Les opioïdes ont des effets analgésiques et sédatifs. On les prescrit pour soulager une douleur aiguë ou chronique, notamment chez les malades du cancer.

Mais ce sont aussi des substances dites « psychoactives » : elles agissent sur certains récepteurs du cerveau. D’où leur qualité de produit réduisant la douleur. Autre effet : elle provoque un sentiment de détente, voire d’euphorie.

Les opioïdes sont donc en même temps des médicaments et des drogues.

En fonction de la dose administrée et de la fréquence, ces molécules proches de la morphine déclenchent souvent un sentiment de dépendance, en quelques prises seulement. Non seulement on ne peut plus s’en passer, mais l’état d’addiction créé une tolérance physique au produit.

Il faut alors augmenter les doses pour faire passer la douleur ou aboutir à l’effet qu’on en attendait. L’autre solution est de passer à un produit plus puissant.

Les dangers du marketing médical

Aux Etats-Unis, on utilise la morphine contre la douleur depuis la guerre de Sécession. Dans les années 1970, ce sont les morts par surdose de Janis Joplin ou Jim Morrison qui font découvrir au grand public le phénomène de l’addiction.

Dans les années 1990 arrive la crise des opioïdes, avec la mise sur le marché de l’OxyContin, lancé par le laboratoire Purdue Pharma. Recommandé pour les douleurs sévères (cancer...), ce médicament est aussi préconisé dans un panel plus large de douleurs, avec l’accord de la Food and Drug Administration.

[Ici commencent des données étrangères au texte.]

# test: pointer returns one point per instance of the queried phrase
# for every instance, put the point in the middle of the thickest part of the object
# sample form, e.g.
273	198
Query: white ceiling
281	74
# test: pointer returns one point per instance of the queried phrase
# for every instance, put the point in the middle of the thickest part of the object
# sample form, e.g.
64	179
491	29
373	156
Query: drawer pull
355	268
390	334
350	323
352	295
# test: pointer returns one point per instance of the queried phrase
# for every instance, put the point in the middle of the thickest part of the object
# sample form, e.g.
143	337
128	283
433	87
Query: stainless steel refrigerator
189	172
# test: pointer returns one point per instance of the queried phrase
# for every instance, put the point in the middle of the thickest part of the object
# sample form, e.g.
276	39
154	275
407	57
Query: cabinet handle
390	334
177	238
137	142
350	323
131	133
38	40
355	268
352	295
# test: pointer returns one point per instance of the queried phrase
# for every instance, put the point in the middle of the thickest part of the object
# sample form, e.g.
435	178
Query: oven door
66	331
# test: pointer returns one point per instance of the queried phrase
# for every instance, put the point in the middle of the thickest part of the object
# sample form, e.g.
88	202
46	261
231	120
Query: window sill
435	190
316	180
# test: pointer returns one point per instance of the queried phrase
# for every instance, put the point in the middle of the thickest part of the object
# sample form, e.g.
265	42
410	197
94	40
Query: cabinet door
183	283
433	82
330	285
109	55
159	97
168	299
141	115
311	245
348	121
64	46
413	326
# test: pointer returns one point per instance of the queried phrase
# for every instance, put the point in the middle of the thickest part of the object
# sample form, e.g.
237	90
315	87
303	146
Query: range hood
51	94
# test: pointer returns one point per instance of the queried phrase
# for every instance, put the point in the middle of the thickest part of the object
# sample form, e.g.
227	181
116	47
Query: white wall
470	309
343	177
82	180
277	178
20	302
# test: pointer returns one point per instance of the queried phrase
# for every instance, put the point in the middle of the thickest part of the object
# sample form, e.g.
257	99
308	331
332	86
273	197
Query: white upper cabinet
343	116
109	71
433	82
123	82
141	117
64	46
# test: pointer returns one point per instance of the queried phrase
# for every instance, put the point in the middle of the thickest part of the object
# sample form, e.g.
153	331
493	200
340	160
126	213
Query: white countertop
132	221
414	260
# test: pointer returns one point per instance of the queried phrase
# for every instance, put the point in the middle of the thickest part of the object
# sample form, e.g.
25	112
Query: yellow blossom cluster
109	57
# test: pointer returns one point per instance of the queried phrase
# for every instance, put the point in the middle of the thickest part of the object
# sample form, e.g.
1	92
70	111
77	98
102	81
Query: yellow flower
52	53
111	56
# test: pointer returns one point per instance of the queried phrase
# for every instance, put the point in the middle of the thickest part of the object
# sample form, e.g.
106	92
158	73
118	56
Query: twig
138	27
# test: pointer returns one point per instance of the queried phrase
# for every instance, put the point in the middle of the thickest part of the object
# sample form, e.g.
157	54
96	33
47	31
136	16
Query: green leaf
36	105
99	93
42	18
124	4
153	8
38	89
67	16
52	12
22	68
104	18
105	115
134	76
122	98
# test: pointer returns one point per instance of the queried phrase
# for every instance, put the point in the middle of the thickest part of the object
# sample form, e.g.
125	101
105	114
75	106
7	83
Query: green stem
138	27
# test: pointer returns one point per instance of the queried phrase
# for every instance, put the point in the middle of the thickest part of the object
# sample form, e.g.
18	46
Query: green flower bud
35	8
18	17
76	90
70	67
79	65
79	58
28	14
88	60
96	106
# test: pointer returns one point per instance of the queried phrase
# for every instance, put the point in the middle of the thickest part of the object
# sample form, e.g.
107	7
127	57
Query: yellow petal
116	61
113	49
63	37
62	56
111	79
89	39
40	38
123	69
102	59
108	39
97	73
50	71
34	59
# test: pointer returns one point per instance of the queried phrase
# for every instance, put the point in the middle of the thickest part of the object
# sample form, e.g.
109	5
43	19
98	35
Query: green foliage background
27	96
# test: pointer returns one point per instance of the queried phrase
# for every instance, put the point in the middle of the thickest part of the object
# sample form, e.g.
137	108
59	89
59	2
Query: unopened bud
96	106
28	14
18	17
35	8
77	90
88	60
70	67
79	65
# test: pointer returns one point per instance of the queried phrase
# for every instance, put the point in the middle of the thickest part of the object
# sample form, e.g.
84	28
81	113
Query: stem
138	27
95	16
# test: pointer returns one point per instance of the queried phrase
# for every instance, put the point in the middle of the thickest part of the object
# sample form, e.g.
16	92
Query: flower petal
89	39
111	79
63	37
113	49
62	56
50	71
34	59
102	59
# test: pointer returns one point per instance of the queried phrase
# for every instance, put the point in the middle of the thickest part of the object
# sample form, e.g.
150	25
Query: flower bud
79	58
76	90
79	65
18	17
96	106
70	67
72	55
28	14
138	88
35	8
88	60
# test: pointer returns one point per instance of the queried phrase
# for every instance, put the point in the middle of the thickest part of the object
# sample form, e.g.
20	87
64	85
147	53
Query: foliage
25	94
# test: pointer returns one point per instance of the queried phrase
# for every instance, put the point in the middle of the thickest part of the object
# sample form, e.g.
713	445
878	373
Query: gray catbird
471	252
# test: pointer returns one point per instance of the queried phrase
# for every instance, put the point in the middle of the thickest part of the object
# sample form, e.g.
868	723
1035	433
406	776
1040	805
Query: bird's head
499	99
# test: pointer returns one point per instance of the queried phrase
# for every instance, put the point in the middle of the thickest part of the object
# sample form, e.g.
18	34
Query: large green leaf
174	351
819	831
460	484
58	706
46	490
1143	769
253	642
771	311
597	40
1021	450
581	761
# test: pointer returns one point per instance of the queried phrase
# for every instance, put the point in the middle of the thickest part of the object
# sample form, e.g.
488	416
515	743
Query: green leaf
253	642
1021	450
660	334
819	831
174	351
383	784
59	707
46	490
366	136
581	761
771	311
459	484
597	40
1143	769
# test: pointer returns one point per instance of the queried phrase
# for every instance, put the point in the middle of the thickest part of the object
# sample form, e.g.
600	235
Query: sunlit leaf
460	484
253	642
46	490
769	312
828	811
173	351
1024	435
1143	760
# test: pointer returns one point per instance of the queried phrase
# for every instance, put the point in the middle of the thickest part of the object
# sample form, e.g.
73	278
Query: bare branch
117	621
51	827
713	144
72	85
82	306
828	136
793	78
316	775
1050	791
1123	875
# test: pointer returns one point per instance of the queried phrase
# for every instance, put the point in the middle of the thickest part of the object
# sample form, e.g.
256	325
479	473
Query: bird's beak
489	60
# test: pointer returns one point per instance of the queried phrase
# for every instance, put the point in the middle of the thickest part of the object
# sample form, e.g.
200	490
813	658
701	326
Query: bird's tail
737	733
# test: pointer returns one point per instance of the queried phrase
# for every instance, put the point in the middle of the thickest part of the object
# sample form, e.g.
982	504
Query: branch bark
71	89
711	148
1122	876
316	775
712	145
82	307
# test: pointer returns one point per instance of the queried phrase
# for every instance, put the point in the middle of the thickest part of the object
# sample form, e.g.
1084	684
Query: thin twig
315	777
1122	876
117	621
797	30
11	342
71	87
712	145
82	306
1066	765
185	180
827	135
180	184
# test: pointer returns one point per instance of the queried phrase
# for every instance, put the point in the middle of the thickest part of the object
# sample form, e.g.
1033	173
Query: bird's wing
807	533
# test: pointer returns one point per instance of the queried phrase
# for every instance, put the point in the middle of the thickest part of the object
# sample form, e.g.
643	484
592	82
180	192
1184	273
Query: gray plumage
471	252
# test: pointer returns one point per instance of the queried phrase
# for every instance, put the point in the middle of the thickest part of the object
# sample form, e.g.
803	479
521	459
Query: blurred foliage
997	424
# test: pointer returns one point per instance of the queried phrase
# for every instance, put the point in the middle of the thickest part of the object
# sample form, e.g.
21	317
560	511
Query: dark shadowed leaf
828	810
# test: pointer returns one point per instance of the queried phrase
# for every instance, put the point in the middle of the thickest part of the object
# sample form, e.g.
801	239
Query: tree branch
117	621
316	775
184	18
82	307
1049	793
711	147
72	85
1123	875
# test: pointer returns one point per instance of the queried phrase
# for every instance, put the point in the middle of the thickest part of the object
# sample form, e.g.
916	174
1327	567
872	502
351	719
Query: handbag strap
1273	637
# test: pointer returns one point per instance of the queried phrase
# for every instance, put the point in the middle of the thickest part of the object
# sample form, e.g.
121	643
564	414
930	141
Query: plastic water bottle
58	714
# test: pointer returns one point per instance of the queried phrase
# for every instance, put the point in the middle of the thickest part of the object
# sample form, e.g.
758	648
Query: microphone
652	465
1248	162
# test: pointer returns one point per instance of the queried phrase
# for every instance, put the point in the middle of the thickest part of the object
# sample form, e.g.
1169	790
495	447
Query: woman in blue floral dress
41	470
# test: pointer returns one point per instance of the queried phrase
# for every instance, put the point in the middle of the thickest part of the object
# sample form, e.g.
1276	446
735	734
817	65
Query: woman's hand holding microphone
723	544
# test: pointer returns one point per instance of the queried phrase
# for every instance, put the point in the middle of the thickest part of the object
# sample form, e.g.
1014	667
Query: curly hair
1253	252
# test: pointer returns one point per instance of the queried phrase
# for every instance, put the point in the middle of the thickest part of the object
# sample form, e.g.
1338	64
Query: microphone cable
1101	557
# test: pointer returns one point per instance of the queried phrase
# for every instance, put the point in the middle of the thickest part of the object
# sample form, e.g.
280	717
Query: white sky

Purdue se lance alors dans une campagne de communication à grande échelle. N’hésitant pas à masquer les chiffres d’addiction, sa campagne de marketing médical encourage les médecins à prescrire l’OxyContin. Logiciels médicaux truqués, séjours tous frais payés pour les médecins… Tous les coups sont permis.

C’est l’époque où explosent les prescriptions pour les antidouleurs opioïdes. Et le marché noir détourne l’OxyContin pour ses effets euphorisants.

Entre 1996 et 2001, les prescriptions d’opioïdes passent de 300 000 à plus de 14 millions !

Les médecins généralistes étant encore peu formés sur la dépendance, ce n’est qu’en 2006 que le corps médical s’alarme de l’explosion du nombre de surdoses. Mais un grand nombre de patients, victimes d’addiction et contraints à un sevrage forcé, se tourne vers l’héroïne et le fentanyl.

Car, avec 5 % de la population mondiale, les USA consomme 80 % des opioïdes.

On estime qu’en 20 ans, la promotion agressive de médicaments anti-douleurs, comme l’OxyContin, a provoqué plus de 500 000 morts par overdose aux Etats-Unis.

Deux millions d’Américains sous dépendance

En février 2021, le cabinet de conseil McKinsey, qui a Purdue comme client, accepte de verser 573 millions de dollars pour arrêter les poursuites judiciaires. En juillet, Johnson & Johnson, l’un des fabricants de vaccins ARN messager contre le Covid, s’engage à payer 5 milliards de dollars sur 9 ans. Suivis par les pharmacies et les distributeurs qui préfèrent débourser 50 milliards de dollars.

Mais cet argent ne change rien aux millions d’Américains devenus dépendants. Souffrant de douleurs chroniques, comme les vétérans du Viet-Nam, ils sont terrifiés à l’idée d’un retour de leurs souffrances initiales. Et le sevrage est aussi souvent très douloureux.

Or la mise en place de traitement de substitution exige des milliards de dollars pour en financer l’accès. Et les assurances acceptent rarement les remboursements.

Sans parler de la formation indispensable des médecins. Car ils sont nombreux à paniquer et à stopper le renouvellement des ordonnances pour des opioïdes. Sans médicament de remplacement, de nombreux patients se tournent alors vers les trafiquants pour avoir leur dose.

C’est là que le commerce clandestin de vraies et fausses pilules d’OxyCodone devient florissant. Et l’arrivée sur ce marché parallèle du fentanyl n’arrange rien. Car cette molécule encore plus puissante est très facile à fabriquer. Elle est devenue la principale cause de décès par opioïdes aux USA…

En effet, les trafiquants n’hésitent pas à l’ajouter à l’héroïne, le fentanyl étant beaucoup moins cher. Mais, en ne prévenant pas leurs clients, ils provoquent de nombreuses surdoses, comme celle qui causa la mort de Prince en 2016.

En France, la Haute Autorité de la Santé a tenu à publier en mars 2022 une recommandation de bonne pratique : « Bon usage des médicaments opioïdes : antalgie, prévention et prise en charge du trouble de l’usage et des surdoses ».